4. Materials and Methods

4.1. Experimental Animals and Sample Collection

Two male Gannan yaks (M1 and M2) and two male Jeryaks (P1 and P2) were obtained from Hezuo City, Gannan Tibetan Autonomous Prefecture, Gansu Province, China. All animals were 4 years old. They had free access to food and water under the same conditions. After being approved by Animal Policy and Welfare Committee of Gansu Agricultural University (Ethic approval file No. GSAU-Eth-AST-2023-001). Before slaughter, they go through an overnight fasting period. Following slaughter, samples of longissimus dorsi muscle were collected and promptly frozen in liquid nitrogen for subsequent experiments.

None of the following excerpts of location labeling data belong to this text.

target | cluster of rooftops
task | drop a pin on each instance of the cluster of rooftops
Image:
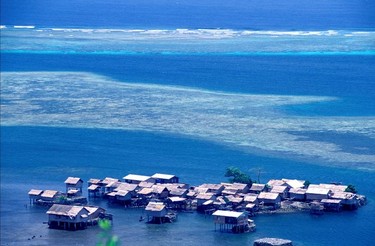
(161, 193)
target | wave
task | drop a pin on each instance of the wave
(244, 121)
(202, 53)
(186, 41)
(199, 32)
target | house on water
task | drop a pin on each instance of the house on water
(68, 217)
(164, 178)
(34, 195)
(316, 192)
(230, 221)
(73, 186)
(136, 179)
(270, 199)
(157, 213)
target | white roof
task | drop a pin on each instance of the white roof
(176, 199)
(316, 190)
(72, 180)
(162, 176)
(268, 195)
(136, 177)
(224, 213)
(35, 192)
(155, 206)
(294, 183)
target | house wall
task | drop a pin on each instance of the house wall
(310, 196)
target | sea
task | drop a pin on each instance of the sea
(95, 89)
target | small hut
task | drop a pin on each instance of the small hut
(67, 217)
(49, 195)
(94, 190)
(156, 212)
(316, 192)
(136, 179)
(177, 203)
(210, 188)
(165, 178)
(257, 188)
(348, 200)
(74, 186)
(236, 222)
(331, 204)
(298, 194)
(34, 195)
(280, 189)
(270, 199)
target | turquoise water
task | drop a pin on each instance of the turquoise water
(106, 88)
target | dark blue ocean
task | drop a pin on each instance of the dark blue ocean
(293, 103)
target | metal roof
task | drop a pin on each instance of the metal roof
(162, 176)
(66, 210)
(231, 214)
(317, 190)
(268, 195)
(176, 199)
(155, 206)
(334, 201)
(73, 180)
(136, 177)
(93, 187)
(49, 193)
(35, 192)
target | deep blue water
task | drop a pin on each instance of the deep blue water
(350, 78)
(42, 157)
(237, 14)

4.2. ATAC-seq Library Preparation, Sequencing and Analysis

ATAC-seq was performed as described by Wu et al. [57]. In brief, a small amount of longissimus dorsi muscle tissue was collected and ground to a powder in a pre-cooled cracking buffer. Then, the nucleus was subsequently isolated by centrifugation at 4 °C and 2200× g for 15 min. The transposition was performed at 37 °C for 30 min with 2.5 μL Nextera Tn5 transposition enzyme (Illumina, CA, USA). After the translocation reaction, the DNA was purified using the Qiagen MinElute PCR Purification Kit (Tiangen Biotech, Beijing, China). The NEBNext High-Fidelity 2 × PCR Master Mix was expanded to 10–15 cycles [58]. The amplified libraries were purified by Qiagen MinElute PCR purification kit (Tiangen Biotech, Beijing, China). The libraries were quality-checked using Agilent 2100 to complete the library construction. Finally, sequencing was conducted using the Illumina NovaSeq 6000 platform located in Wuhan, China.
The raw data obtained from sequencing were stored in the FASTQ file format. Among them, the sequence and corresponding sequencing quality information were included. The fastq [59] (v 0.11.5, https://www.bioinformatics.babraham.ac.uk/projects/fastqc, accessed on 27 October 2023) software was used to filter adapters and remove joint sequences, contaminated sequences, low-quality bases and reads to obtain high quality clean reads. The clean reads obtained after data quality control were aligned to the yak reference genome (LU_Bosgru_v3.0), as well as the mitochondria and chloroplasts, using hisat2 [60] (v2.1.0, https://www.ccb.jhu.edu/people/infphilo, accessed on 27 October 2023) software. Subsequent analysis excluded reads originating from chloroplasts and mitochondria.
The samtools [61] (v1.9, https://www.htslib.org, accessed on 27 October 2023) software and MACS [62] (v2.1.0, https://hbctraining.github.io/Intro-to-ChIPseq/lessons/05_peak_calling_macs.html, accessed on 27 October 2023) software were used to remove potential PCR duplicate samples and perform peak detection to obtain a genome-wide profile of open chromatin regions for each sample. The ChIPseeker R package (https://guangchuangyu.github.io/software/ChIPseeker, accessed on 27 October 2023) was used to map the distribution of reads over gene functional elements. The deeptools [63] (v2.5.4, https://deeptools.readthedocs.io/en/develop, accessed on 27 October 2023) software was utilized to quantify the read distribution upstream and downstream of the transcription start site (TSS) within a 2 kb range, followed by generating density plots and heat maps. The Diffbind [64] (v1.16.3, https://bioconductor.org/packages/release/bioc/html/DiffBind.html, accessed on 27 October 2023) software was employed to identify differential peaks, which were considered gene-associated if they resided within a 5000 bp proximity of the gene’s Transcription Start Site (TSS). Difference peaks were considered up-regulating if they had an FDR < 0.05 and Fold > 0, while down-regulating difference peaks were defined by an FDR < 0.05 and Fold < 0. Homer [65] (v3, http://homer.ucsd.edu/homer, accessed on 27 October 2023) software was employed for the prediction of motifs in differentially enriched peak sequences. For ATAC-seq, two biological replicates were used.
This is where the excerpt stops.